La co-directrice exécutive de l’AI Now Institute a critiqué l’absence d’une déclaration substantielle, estimant qu’il ne s’agissait que d’« une nouvelle série de promesses volontaires génériques ». « Le fait que cette déclaration ait suscité un soutien aussi large, en particulier de la part des États-Unis, qui avaient résisté à Paris, vous dit quelle est l’agenda : un agenda approuvé par l’industrie de l’IA, pas un agenda qui protège réellement le public », a-t-elle déclaré.
La déclaration du sommet, publiée le 21 février, a adopté un ton prudent quant aux risques liés à la sécurité de l’IA, allant de la désinformation et de la surveillance aux craintes de création de nouveaux agents pathogènes dévastateurs. « Approfondir notre compréhension des aspects potentiels de sécurité demeure important », indique-t-elle. « Nous reconnaissons l’importance de la sécurité dans les systèmes d’IA, des mesures volontaires menées par l’industrie, de l’adoption de solutions techniques, ainsi que de cadres politiques appropriés qui permettent l’innovation. »
Sur l’emploi, elle a mis l’accent sur des initiatives de requalification afin de « soutenir les participants dans leur préparation à une future économie portée par l’IA ». Et, compte tenu des besoins croissants de la technologie en ressources naturelles, « nous soulignons l’importance de développer des systèmes d’IA économes en énergie », précise-t-elle.
Un expert en informatique et militant pour la sécurité de l’IA a estimé que les engagements n’étaient « pas totalement insignifiants ». « Le plus important, c’est qu’il y ait des engagements, quels qu’ils soient », a-t-il déclaré. Les pays devraient « s’appuyer sur ces accords volontaires pour élaborer des engagements juridiques contraignants afin de protéger leurs populations, de sorte que le développement et le déploiement de l’IA puissent se poursuivre sans imposer de risques inacceptables », a-t-il ajouté.
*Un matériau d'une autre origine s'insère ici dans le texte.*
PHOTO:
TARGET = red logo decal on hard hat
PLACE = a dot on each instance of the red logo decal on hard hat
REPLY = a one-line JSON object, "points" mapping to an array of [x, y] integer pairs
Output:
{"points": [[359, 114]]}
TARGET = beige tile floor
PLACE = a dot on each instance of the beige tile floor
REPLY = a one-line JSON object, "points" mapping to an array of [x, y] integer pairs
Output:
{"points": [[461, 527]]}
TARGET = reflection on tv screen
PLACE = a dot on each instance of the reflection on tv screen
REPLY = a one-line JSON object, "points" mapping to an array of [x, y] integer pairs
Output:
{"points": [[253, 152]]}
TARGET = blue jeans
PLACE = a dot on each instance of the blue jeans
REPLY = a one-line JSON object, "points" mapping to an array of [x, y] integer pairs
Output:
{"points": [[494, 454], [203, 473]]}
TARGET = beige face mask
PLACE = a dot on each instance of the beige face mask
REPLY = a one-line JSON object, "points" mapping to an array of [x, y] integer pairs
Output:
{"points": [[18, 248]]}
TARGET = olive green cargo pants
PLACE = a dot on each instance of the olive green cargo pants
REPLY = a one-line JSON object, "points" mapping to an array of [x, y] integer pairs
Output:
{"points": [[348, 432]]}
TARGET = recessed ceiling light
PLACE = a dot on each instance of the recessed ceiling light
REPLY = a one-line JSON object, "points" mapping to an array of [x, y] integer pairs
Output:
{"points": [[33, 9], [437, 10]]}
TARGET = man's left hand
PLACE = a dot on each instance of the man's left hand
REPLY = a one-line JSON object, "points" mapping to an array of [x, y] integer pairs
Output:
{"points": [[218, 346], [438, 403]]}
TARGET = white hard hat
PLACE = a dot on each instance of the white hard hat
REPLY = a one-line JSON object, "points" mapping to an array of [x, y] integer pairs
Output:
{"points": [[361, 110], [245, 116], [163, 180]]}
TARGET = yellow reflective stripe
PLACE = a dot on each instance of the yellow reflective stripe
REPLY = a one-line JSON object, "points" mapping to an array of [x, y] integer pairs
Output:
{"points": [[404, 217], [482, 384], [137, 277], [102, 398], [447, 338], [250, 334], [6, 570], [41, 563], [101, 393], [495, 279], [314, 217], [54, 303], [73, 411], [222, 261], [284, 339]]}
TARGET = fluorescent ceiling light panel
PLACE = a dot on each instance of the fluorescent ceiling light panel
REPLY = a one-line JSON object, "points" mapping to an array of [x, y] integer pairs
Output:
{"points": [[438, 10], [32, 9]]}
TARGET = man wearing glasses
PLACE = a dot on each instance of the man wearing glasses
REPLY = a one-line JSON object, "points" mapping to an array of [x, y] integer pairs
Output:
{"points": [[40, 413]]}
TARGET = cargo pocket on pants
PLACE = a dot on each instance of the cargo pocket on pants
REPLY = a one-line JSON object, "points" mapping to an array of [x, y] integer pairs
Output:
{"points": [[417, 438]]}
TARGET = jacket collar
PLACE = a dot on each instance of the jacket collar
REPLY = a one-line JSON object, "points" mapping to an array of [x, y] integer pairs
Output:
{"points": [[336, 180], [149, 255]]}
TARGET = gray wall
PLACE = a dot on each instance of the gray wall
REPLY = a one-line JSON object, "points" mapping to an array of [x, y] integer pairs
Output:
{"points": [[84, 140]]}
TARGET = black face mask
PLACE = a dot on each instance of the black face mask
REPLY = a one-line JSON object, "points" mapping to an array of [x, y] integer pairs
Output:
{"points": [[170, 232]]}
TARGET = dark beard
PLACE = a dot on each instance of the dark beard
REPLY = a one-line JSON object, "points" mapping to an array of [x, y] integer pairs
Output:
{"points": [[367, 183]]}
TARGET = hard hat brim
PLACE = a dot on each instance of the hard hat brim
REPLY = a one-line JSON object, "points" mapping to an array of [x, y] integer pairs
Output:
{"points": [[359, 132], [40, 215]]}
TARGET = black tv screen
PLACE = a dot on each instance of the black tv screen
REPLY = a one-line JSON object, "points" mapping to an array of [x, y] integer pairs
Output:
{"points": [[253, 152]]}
Des analystes avaient indiqué plus tôt que l’orientation très large du sommet, ainsi que les promesses vagues formulées lors des précédentes réunions en France, en Corée du Sud et au Royaume-Uni, rendaient peu probables des engagements forts ou une action immédiate.
Le prochain sommet sur l’IA se tiendra à Genève en 2027. D’ici là, un panel de l’ONU sur l’IA commencera ses travaux en vue d’une « gouvernance guidée par la science ». L’Assemblée générale des Nations unies a confirmé 40 membres pour un groupe appelé Independent International Scientific Panel on Artificial Intelligence.
L’Inde a profité du sommet pour promouvoir son ambition de rattraper les États-Unis et la Chine dans le domaine de l’IA, notamment grâce à la construction à grande échelle de centres de données alimentés par de nouvelles centrales nucléaires. Delhi prévoit plus de 200 milliards de dollars d’investissements au cours des deux prochaines années, et des géants technologiques américains ont dévoilé, durant le sommet, une série de nouveaux accords et de projets d’infrastructures dans le pays.